I did the exercise at the end of a 100-minute class where we learned about negotiation theory and, particularly, the distinctions between positional and interest-based bargaining and between integrative and distributional bargaining.  We had lots of discussion about the lawyer’s duty to maximize the client’s outcome.  We played “Win As Much As You Can.”  We discussed the Prisoners’ Dilemma and the strategy of “Tit For Tat.”  We connected the dots by drawing outside the box.

The plan was to culminate the session with this exercise, watch as they pushed and shoved each other, and then say with professorial hauteur, “Well you see this shows no learning.”

It didn’t go according to plan.  I gave the instructions.  Each of the 25 couples looked at each other and, almost immediately and with practically no speaking whatsoever, waved their grasped hands back and forth five times and then sat down. 

I was flabbergasted.  “Gob-smacked,” as our Brit buddies so alarmingly put it.  Rather than competing to see which would win the $100, they each won.  Each earned $100, and the total dole-out was $5,000 rather than $2,500.  I congratulated them, they stared blankly at me, and we parted.

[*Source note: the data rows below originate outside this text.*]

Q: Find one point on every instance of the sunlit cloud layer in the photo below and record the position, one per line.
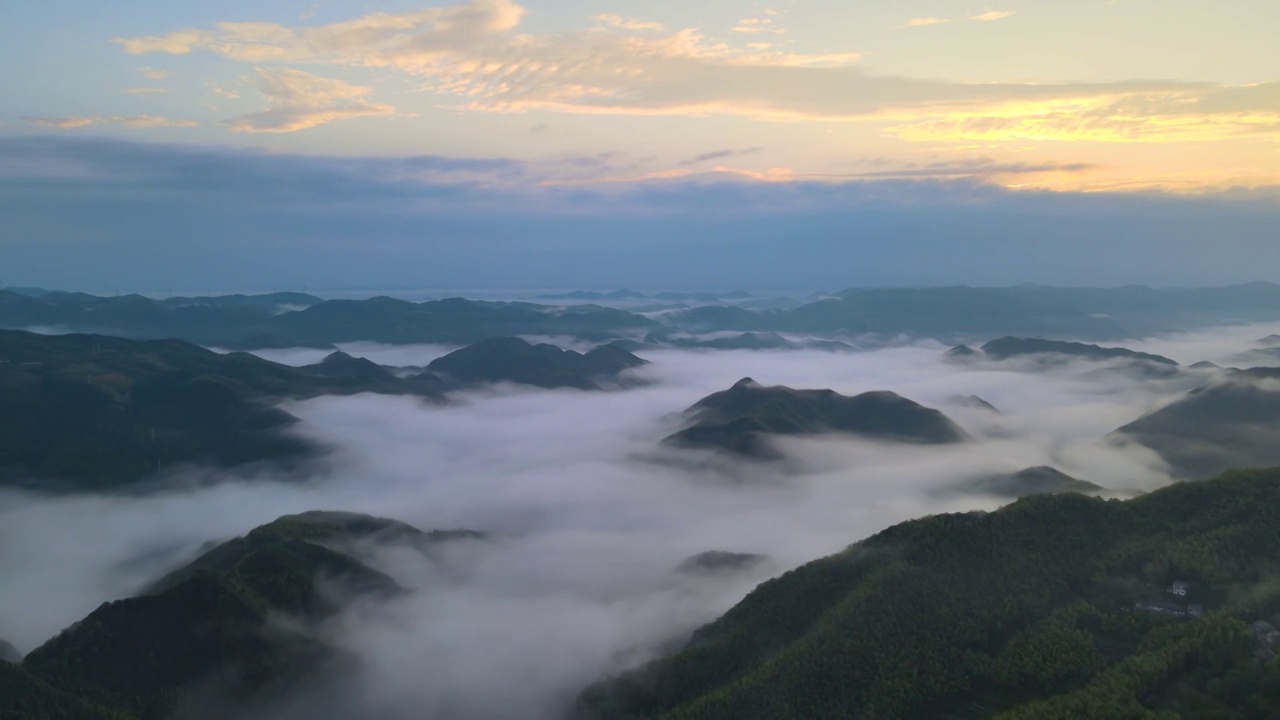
(813, 100)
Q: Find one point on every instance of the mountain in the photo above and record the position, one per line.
(739, 419)
(1031, 481)
(973, 402)
(1229, 423)
(961, 354)
(96, 413)
(1009, 347)
(511, 359)
(743, 341)
(944, 313)
(947, 313)
(296, 320)
(210, 629)
(1056, 606)
(23, 696)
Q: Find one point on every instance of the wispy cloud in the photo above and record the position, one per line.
(627, 23)
(935, 21)
(127, 121)
(759, 23)
(300, 100)
(720, 155)
(968, 168)
(474, 55)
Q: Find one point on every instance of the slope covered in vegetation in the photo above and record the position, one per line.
(1057, 606)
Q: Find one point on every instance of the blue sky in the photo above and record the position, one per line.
(462, 121)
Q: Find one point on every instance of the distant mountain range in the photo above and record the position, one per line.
(1232, 422)
(512, 359)
(741, 419)
(942, 313)
(96, 411)
(82, 411)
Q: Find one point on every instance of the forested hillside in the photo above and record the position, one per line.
(1052, 607)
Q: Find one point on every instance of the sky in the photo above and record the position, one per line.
(359, 137)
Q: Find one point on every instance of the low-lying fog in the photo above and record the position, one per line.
(592, 520)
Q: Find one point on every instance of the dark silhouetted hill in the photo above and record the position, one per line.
(511, 359)
(210, 630)
(85, 411)
(1230, 423)
(741, 418)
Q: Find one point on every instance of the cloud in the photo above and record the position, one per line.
(720, 155)
(627, 23)
(983, 18)
(1184, 114)
(976, 167)
(474, 57)
(580, 582)
(255, 219)
(301, 100)
(127, 121)
(757, 24)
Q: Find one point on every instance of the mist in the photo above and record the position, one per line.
(588, 515)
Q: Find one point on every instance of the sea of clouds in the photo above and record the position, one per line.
(589, 516)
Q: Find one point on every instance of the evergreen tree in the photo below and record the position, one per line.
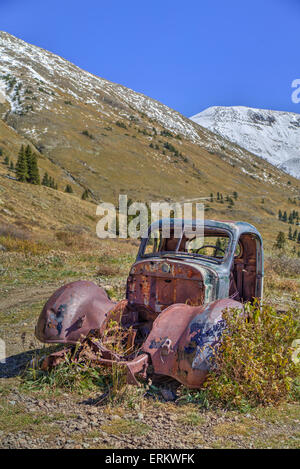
(45, 181)
(69, 189)
(33, 170)
(85, 194)
(21, 166)
(295, 235)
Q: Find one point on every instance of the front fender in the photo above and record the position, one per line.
(71, 312)
(181, 340)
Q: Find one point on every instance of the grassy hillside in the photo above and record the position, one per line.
(100, 136)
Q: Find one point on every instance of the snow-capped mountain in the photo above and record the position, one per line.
(108, 138)
(272, 135)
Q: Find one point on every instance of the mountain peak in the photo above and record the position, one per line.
(272, 135)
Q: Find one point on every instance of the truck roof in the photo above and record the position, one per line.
(235, 227)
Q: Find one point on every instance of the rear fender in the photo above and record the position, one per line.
(182, 339)
(72, 311)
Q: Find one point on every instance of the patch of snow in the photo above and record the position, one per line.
(272, 135)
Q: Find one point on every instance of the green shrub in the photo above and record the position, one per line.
(253, 364)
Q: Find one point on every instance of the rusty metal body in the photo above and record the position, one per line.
(173, 305)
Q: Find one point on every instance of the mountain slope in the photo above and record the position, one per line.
(273, 135)
(91, 133)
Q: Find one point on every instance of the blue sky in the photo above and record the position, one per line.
(187, 54)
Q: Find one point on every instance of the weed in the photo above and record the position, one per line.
(253, 364)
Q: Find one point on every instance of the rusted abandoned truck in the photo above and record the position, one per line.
(176, 293)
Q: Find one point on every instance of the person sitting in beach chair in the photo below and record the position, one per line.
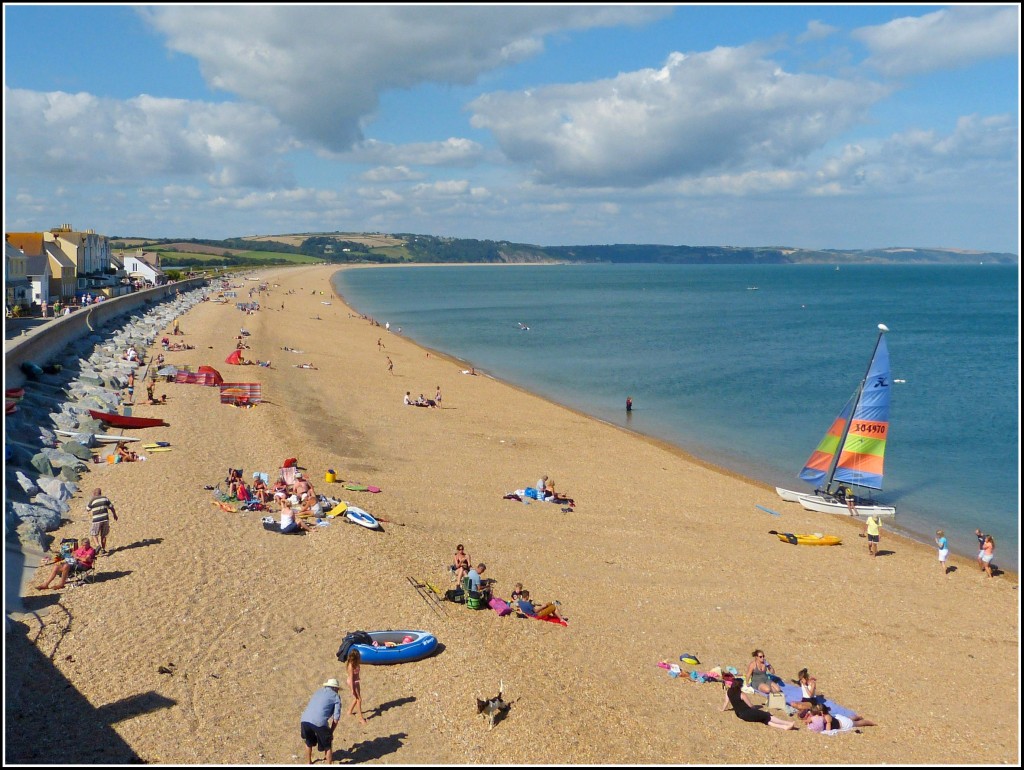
(528, 608)
(78, 561)
(124, 455)
(260, 490)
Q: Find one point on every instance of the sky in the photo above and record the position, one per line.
(807, 126)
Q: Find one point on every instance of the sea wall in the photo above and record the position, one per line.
(44, 342)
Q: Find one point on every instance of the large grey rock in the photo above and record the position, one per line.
(69, 473)
(26, 483)
(42, 464)
(46, 518)
(53, 504)
(77, 450)
(62, 490)
(32, 535)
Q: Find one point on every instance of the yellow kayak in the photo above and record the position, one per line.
(808, 540)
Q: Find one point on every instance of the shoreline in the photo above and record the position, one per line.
(659, 556)
(890, 524)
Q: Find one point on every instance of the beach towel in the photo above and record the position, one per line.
(241, 392)
(213, 376)
(792, 694)
(500, 606)
(550, 618)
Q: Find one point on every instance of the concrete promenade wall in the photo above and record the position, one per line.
(45, 341)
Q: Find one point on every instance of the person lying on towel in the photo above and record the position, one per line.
(528, 608)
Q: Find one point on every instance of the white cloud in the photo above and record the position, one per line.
(452, 152)
(816, 31)
(726, 110)
(322, 69)
(82, 137)
(389, 174)
(949, 38)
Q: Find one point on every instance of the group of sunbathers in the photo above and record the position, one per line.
(519, 601)
(421, 401)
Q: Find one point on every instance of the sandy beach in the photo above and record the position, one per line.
(663, 555)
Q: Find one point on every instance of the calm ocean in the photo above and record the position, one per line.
(752, 378)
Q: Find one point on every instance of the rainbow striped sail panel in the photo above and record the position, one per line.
(820, 460)
(864, 450)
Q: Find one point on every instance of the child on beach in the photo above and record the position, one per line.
(943, 545)
(987, 552)
(352, 669)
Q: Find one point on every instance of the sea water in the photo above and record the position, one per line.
(748, 366)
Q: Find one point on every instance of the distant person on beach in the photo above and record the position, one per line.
(981, 548)
(352, 672)
(847, 495)
(873, 528)
(528, 608)
(100, 509)
(943, 545)
(987, 552)
(80, 560)
(289, 522)
(475, 579)
(318, 721)
(759, 674)
(735, 697)
(461, 563)
(808, 691)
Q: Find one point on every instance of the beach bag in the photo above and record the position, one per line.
(500, 606)
(455, 594)
(352, 638)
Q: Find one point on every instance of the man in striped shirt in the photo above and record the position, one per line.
(100, 508)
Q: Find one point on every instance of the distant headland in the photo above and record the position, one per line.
(410, 248)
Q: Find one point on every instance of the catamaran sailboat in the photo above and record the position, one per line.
(853, 450)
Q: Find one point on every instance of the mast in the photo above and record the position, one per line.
(856, 402)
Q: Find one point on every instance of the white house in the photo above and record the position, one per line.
(144, 266)
(38, 272)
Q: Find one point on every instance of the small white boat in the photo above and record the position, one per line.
(823, 505)
(788, 495)
(100, 437)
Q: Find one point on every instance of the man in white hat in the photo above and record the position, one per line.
(320, 719)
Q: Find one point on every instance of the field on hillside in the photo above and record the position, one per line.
(372, 241)
(255, 256)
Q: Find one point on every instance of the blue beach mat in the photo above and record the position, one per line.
(792, 693)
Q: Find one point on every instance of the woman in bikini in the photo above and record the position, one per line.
(758, 674)
(461, 563)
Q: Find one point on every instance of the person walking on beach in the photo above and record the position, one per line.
(943, 546)
(352, 670)
(981, 548)
(100, 509)
(873, 528)
(318, 721)
(987, 552)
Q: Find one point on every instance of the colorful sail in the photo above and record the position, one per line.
(819, 463)
(863, 452)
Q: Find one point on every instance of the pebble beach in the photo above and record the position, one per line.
(206, 635)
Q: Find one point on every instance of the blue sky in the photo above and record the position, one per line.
(827, 126)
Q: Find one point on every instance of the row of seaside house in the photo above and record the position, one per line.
(62, 264)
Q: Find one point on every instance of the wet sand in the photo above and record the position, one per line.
(663, 554)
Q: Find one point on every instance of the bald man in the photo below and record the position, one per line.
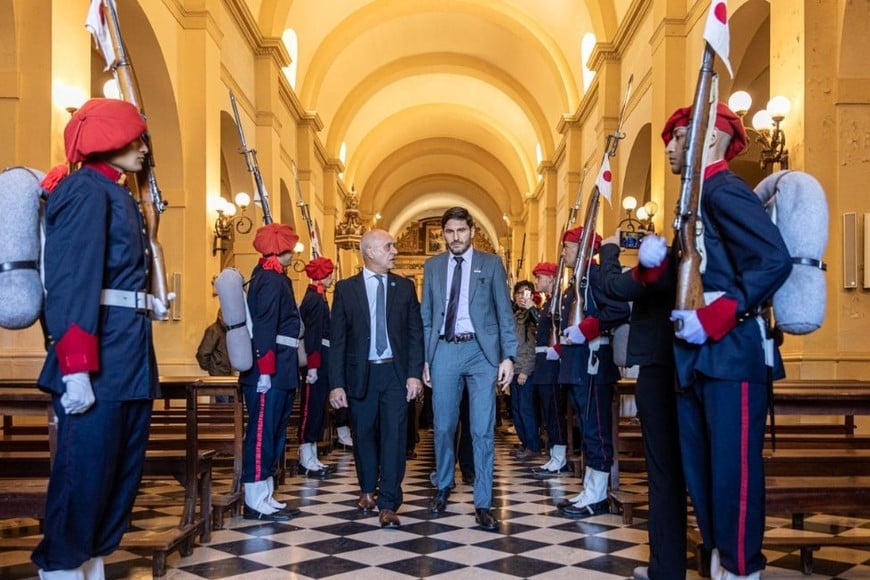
(376, 365)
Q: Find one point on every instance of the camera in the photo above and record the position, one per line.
(631, 240)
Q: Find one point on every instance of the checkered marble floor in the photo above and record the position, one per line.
(331, 539)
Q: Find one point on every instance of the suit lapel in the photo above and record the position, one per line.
(359, 286)
(476, 267)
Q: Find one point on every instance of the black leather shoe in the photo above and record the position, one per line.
(585, 511)
(438, 505)
(252, 514)
(485, 519)
(388, 519)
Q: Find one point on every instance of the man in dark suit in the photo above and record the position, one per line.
(470, 338)
(375, 365)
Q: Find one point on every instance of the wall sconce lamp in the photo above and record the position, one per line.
(643, 215)
(227, 221)
(766, 123)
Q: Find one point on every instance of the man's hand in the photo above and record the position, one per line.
(652, 251)
(690, 328)
(79, 395)
(414, 388)
(505, 372)
(427, 378)
(159, 310)
(574, 335)
(337, 398)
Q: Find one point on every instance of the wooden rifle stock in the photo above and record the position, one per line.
(306, 214)
(556, 302)
(152, 202)
(690, 288)
(253, 165)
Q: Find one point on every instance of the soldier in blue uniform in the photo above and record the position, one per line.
(270, 386)
(100, 370)
(315, 316)
(724, 355)
(546, 375)
(587, 366)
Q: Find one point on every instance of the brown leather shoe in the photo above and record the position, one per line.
(388, 519)
(366, 503)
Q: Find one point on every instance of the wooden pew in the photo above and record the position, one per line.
(190, 466)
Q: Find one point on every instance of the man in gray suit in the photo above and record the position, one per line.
(469, 335)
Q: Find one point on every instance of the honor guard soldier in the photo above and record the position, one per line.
(724, 356)
(546, 375)
(589, 373)
(315, 317)
(100, 370)
(270, 386)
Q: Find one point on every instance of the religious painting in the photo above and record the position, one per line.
(434, 240)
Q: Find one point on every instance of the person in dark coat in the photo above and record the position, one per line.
(725, 357)
(312, 409)
(269, 387)
(376, 367)
(587, 366)
(650, 346)
(100, 370)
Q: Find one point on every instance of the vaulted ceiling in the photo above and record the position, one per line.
(433, 101)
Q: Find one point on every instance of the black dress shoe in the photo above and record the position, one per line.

At the beginning of the next class we discussed what had happened.  I waxed rhapsodic about added value and cooperative negotiation and so on.  To them, on the other hand, it was utterly plain.  If they knew what the other guy wanted, and if the other guy knew what they wanted, and if both could get it, then they both should.  

Yes, I said, but real-life negotiation isn’t like that. 

Why not, they asked. 

Because the other guy never knows what you want, I said. 

Why not, they asked. 

Because you don’t tell them what you want, I said. 

Why not, they asked. 

Because they don’t tell you what they want, I said. 

Why not, they asked.

Hrrumph, I said, with professorial hauteur.